I’ve already commented frequently about the fact of gender inequality in our society, but also of the fact most people just don’t see it.
But it’s always good to have up-to-date examples.
Take Amanda Platell, writing in the Daily Mail, for example:
“All the more so when Labour’s own experiment with female shortlists proved to be so disastrous. Has Cameron learned nothing from the catastrophe that was Blair’s Babes – the female intake of the 1997 election? Remember Ruth Kelly? Jacqui Smith? Caroline Flint? As with so many Labour ladies, they turned out to be stunningly incompetent or ill-suited for high office. It was a national embarrassment.”
As Sunder at Next Left points out (h/t owed for the above), neither Kelly, Smith nor Flint were actually selected via women-only shortlists. So Platell’s article commits a basic error of fact, if her argument is that all-women shortlists returned particular examples of bad MPs.
Imagine the logic, applied to men:
“All the more when the United Kingdom’s centuries-old practice of either only – or overwhelmingly (in recent years) – selecting men to be MPs has proved to be so disastrous.
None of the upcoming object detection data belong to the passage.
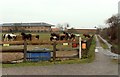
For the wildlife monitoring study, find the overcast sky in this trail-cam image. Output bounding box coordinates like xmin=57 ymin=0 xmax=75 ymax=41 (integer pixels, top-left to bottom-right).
xmin=0 ymin=0 xmax=120 ymax=28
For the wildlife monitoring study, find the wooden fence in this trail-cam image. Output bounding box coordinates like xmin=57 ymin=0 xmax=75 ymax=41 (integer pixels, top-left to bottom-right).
xmin=2 ymin=36 xmax=93 ymax=61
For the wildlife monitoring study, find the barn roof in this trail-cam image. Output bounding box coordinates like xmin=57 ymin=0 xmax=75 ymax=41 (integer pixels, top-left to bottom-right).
xmin=1 ymin=22 xmax=54 ymax=26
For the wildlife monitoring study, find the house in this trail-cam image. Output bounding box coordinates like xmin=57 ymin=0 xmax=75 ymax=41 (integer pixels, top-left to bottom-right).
xmin=0 ymin=22 xmax=54 ymax=32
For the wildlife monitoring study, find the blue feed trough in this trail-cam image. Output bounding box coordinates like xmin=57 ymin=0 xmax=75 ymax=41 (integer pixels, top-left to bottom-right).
xmin=27 ymin=48 xmax=51 ymax=62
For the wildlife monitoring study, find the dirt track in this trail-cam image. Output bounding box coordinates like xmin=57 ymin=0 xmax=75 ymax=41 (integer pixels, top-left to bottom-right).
xmin=2 ymin=37 xmax=118 ymax=75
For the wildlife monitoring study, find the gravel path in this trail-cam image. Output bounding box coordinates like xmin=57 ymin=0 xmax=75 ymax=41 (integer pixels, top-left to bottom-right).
xmin=2 ymin=37 xmax=118 ymax=75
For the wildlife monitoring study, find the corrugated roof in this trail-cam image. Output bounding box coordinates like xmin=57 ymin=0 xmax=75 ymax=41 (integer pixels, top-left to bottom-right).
xmin=2 ymin=22 xmax=54 ymax=26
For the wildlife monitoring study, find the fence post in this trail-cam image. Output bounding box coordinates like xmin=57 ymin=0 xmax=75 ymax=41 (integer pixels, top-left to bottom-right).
xmin=24 ymin=39 xmax=27 ymax=62
xmin=79 ymin=37 xmax=81 ymax=59
xmin=53 ymin=41 xmax=56 ymax=61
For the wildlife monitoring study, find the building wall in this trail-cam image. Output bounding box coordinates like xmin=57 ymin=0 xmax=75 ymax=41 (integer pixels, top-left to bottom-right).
xmin=68 ymin=29 xmax=96 ymax=34
xmin=0 ymin=26 xmax=51 ymax=32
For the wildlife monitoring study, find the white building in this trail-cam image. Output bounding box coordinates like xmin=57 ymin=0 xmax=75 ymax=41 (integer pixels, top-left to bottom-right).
xmin=118 ymin=1 xmax=120 ymax=15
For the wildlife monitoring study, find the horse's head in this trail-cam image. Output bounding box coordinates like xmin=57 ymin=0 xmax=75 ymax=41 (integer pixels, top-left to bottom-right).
xmin=21 ymin=32 xmax=25 ymax=35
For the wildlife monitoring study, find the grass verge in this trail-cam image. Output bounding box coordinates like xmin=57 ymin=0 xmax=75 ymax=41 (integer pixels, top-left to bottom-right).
xmin=97 ymin=36 xmax=108 ymax=49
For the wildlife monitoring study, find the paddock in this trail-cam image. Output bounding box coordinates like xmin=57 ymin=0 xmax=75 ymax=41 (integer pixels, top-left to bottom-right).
xmin=0 ymin=33 xmax=94 ymax=62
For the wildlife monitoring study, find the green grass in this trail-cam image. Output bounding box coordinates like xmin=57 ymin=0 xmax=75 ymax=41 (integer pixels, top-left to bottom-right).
xmin=2 ymin=33 xmax=95 ymax=68
xmin=98 ymin=36 xmax=108 ymax=49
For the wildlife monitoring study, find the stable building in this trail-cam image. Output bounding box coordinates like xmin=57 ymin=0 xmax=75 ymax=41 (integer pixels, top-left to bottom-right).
xmin=0 ymin=22 xmax=54 ymax=32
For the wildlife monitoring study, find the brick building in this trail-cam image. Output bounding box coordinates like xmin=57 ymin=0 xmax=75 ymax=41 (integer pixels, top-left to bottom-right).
xmin=0 ymin=22 xmax=54 ymax=32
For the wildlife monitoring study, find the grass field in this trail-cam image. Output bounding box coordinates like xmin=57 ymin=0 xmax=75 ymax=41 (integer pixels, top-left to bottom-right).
xmin=2 ymin=33 xmax=95 ymax=67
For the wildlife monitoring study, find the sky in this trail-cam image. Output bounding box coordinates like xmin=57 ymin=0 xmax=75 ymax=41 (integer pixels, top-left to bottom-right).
xmin=0 ymin=0 xmax=120 ymax=28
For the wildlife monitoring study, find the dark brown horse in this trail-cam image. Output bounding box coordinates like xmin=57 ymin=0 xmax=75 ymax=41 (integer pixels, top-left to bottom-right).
xmin=83 ymin=33 xmax=91 ymax=38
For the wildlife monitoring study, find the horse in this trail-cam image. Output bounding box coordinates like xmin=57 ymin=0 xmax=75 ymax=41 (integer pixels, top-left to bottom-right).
xmin=21 ymin=32 xmax=32 ymax=41
xmin=35 ymin=35 xmax=39 ymax=39
xmin=50 ymin=33 xmax=66 ymax=41
xmin=83 ymin=33 xmax=91 ymax=38
xmin=63 ymin=32 xmax=75 ymax=40
xmin=50 ymin=32 xmax=75 ymax=41
xmin=3 ymin=33 xmax=17 ymax=41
Has Cameron learned nothing from the catastrophe that was the last 400 years of Parliamentary supremacy? Remember Anthony Eden? Neil Hamilton? David Amess? As with so many Tory gentlemen, they turned out to be stunningly incompetent or ill-suited for high office. It was a national embarrassment.”
291 women and 4559 men have been elected to the House of Commons since women were enfranchised in 1918. So those shouting “not in my name” and “meritocracy” to argue against the possible means of all women shortlists do have a prima facie case to answer.
David Cameron’s claims that his party gets it enough to continue if he fell under a bus is rather challenged by the ferocity of the response from the Tory netroots. Aspiring candidate Iain Dale declares not in my name while the Isaby/Montgomerie co-premiership at ConservativeHome seems to think the sky might fall in. (Tory ppc Joanne Cash has offered a rare pro-leadership view).
By definition, meritocrats must share the goal of “fair chances and no unfair barriers”.
The simple question: what is the cause of the scale of under-representation? And what is the solution to deliver fair chances and equal representation?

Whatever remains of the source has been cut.